I hardly know any way to make the watermarking any more effective without exposing the files to the user. There’s something like:

https://brianium.github.io/watermarkjs/

where the watermarking happens client-sided, but obviously the image needs to be accessable. If anyone has another good suggestion for watermarking but not exposing source images, i am happy for any suggestion.

Otherwise watermarks could also be generated and uploaded beforehand.

ImageMagick can add watermarks. I think you can do it fairly easily by extending the built in thumb driver to add that functionality.

GD can also add watermarks…

i was trying with the thumb driver but couldn’t get that to work. and i have noticed a few … call it quirks … with what i have tested with the thumb driver.

e.g. sometimes it appeared that some thumbs were not watermarked and the source was outputted, might’ve been an error or my imagination though

the usual thumb driver also creates a copy in the media folder of all file versions, with having

  • 75 gb source
  • 7 gb watermarked
    (took like 6 hours for i7 Desktop)

i found myself quite overwelmed with the media folder, all the job and image files. Especially when using more than one thumb size, quality, modifier.
currently those files are seperate. I could lift the watermark part seperateratly on a desktop application to keep resources available. And this has to be done once only anyways.

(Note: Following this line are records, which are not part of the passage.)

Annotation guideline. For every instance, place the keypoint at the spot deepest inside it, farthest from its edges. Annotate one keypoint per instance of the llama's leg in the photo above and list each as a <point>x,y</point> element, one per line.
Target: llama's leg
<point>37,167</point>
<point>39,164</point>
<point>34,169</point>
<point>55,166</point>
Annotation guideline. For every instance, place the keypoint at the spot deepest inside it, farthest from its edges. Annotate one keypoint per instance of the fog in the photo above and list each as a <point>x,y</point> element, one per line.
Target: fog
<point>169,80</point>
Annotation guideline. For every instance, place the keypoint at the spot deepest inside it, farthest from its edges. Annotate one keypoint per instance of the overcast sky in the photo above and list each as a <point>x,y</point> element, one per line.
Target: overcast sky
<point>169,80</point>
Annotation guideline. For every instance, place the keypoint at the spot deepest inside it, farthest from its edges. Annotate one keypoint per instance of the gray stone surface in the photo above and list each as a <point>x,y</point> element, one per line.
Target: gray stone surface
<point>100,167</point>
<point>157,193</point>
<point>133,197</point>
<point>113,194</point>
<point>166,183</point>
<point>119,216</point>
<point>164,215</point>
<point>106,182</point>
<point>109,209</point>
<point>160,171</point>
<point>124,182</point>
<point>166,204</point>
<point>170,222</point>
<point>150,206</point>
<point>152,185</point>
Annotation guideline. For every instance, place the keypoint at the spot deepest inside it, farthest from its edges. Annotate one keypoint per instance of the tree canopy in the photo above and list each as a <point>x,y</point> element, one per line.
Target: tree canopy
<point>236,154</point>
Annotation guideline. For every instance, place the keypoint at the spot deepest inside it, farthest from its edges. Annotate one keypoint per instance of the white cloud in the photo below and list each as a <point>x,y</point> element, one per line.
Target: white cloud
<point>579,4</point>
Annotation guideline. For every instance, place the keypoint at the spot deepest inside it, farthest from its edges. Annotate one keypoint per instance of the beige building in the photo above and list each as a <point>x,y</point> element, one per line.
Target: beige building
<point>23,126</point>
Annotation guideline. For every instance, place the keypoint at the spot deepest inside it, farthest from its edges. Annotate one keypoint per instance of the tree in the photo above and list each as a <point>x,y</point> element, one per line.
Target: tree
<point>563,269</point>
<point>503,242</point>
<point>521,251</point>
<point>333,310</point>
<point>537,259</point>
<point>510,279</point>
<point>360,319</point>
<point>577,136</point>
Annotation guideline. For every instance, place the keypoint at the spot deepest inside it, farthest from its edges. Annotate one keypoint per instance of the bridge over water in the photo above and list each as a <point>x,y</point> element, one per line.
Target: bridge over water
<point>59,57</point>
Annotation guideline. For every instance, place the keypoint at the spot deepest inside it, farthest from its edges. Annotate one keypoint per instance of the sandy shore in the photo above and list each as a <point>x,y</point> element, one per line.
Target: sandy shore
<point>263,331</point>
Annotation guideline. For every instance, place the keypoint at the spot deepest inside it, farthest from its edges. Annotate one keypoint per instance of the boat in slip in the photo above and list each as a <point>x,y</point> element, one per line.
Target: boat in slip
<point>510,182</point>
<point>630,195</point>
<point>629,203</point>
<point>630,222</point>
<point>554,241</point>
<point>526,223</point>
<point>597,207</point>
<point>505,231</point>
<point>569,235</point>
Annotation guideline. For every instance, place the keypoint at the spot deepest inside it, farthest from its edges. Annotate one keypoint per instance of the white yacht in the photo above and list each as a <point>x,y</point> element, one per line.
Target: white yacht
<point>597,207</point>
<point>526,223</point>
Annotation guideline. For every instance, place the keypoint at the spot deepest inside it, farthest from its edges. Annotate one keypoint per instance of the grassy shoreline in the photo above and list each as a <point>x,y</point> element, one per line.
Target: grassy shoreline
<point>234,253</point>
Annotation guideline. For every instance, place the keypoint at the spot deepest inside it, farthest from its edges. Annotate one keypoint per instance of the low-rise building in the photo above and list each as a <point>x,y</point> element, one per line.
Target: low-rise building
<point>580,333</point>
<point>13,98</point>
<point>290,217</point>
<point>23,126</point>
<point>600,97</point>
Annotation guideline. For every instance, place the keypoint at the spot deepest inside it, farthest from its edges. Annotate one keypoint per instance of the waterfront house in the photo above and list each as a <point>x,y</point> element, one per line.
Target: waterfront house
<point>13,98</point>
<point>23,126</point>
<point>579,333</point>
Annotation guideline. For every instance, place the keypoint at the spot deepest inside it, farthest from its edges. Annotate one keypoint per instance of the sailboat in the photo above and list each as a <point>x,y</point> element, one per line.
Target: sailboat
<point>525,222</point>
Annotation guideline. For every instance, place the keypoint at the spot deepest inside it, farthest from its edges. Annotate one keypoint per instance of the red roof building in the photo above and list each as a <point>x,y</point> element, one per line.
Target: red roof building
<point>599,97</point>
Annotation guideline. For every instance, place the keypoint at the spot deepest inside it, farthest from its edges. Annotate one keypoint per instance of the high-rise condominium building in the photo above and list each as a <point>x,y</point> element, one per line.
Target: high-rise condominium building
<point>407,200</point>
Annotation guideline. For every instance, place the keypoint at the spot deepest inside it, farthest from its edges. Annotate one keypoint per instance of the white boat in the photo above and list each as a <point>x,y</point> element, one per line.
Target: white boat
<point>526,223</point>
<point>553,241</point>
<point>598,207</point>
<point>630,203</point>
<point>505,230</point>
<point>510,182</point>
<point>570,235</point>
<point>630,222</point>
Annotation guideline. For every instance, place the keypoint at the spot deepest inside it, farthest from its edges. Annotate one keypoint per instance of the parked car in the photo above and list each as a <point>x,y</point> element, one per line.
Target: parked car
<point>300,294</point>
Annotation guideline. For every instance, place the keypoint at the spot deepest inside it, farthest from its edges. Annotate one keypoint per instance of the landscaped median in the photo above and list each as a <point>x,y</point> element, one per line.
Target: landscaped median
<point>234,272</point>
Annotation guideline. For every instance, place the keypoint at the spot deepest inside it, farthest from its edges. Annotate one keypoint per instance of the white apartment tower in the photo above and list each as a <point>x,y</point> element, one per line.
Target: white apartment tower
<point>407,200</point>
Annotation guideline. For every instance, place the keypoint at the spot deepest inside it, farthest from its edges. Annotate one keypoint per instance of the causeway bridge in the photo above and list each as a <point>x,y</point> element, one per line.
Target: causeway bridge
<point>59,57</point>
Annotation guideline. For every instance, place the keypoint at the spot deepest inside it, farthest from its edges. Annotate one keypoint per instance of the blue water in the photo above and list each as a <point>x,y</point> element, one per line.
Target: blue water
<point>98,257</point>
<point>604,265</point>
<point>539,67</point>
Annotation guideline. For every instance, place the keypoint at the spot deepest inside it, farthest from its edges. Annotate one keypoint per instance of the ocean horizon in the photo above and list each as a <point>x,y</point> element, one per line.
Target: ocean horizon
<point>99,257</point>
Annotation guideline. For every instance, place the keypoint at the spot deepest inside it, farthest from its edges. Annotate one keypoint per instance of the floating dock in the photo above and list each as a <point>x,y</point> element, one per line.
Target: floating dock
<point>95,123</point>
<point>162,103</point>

did not read everything but disabling xdebug should improve performance.

yes.

having a pages tree of 40k like you described above should be no problem for kirby. the images are.

if you do not need the file meta data inside the kirby panel you could just store the images somewhere outside of content and fetch them lazily using the File class in you frontend logic (or when creating the watermark).

to have better control of the thumbs you could add plugin to rewrite the url (like when using a cdn) and create one for a custom thumbs controller (blocking copy of original).